Physicians, of all men, are most happy; whatever good success soever they have, the world proclaimeth; and what faults they commit, the earth covereth.
Gaze not on beauty too much, lest it blast thee; nor too long, lest it blind thee; nor too near, lest it burn thee. If thou like it, it deceives thee; if thou love it, it disturbs thee; if thou hunt after it, it destroys thee. If virtue accompany it, it is the heart's paradise; if vice associate it, it is the soul's purgatory. It is the wise man's bonfire, and the fool's furnace.
Immortal life is something to be earned, By slow self-conquest, comradeship with Pain, And patient seeking after higher truths.

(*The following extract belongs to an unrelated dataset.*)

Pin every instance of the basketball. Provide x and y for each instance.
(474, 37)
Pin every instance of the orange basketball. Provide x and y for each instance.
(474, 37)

Be neither too early in the fashion, nor too long out of it, nor too precisely in it; what custom hath civilized is become decent, till then ridiculous; where the eye is the jury thy apparel is the evidence.
When the flesh presents thee with delights, then present thyself with dangers; where the world possesses thee with vain hopes, there possess thyself with true fear; when the devil brings thee oil, bring thou vinegar. The way to be safe is never to be secure.
Lust is an immoderate wantonness of the flesh, a sweet poison, a cruel pestilence; a pernicious poison, which weakeneth the body of man, and effeminateth the strength of the heroic mind.
Nor fire, nor rocks, can stop our furious minds, Nor waves, nor winds.
The place of charity, like that of God, is everywhere.
Thy pride is but the prologue of thy shame; where vain-glory commands, there folly counsels; where pride rides, there shame lackeys.
The next way home's the farthest way about.
Tis not, to cry God mercy, or to sit And droop, or to confess that thou hast fail'd: 'Tis to bewail the sins thou didst commit: And not commit those sins thou hast bewail' d. He that bewails and not forsakes them too; Confesses rather what he means to do.
Diogenes found more rest in his tub than Alexander on his throne.
So use prosperity, that adversity may not abuse thee: if in the one, security admits no fears, in the other, despair will afford no hopes; he that in prosperity can foretell a danger can in adversity foresee deliverance.
The birds of the air die to sustain thee; the beasts of the field die to nourish thee; the fishes of the sea die to feed thee. Our stomachs are their common sepulchre. Good God! with how many deaths are our poor lives patched up! how full of death is the life of momentary man!
If any speak ill of thee, flee home to thy own conscience, and examine thy heart: if thou be guilty, it is a just correction; if not guilty, it is a fair instruction: make use of both; so shalt thou distil honey out of gall, and out of an open enemy create a secret friend.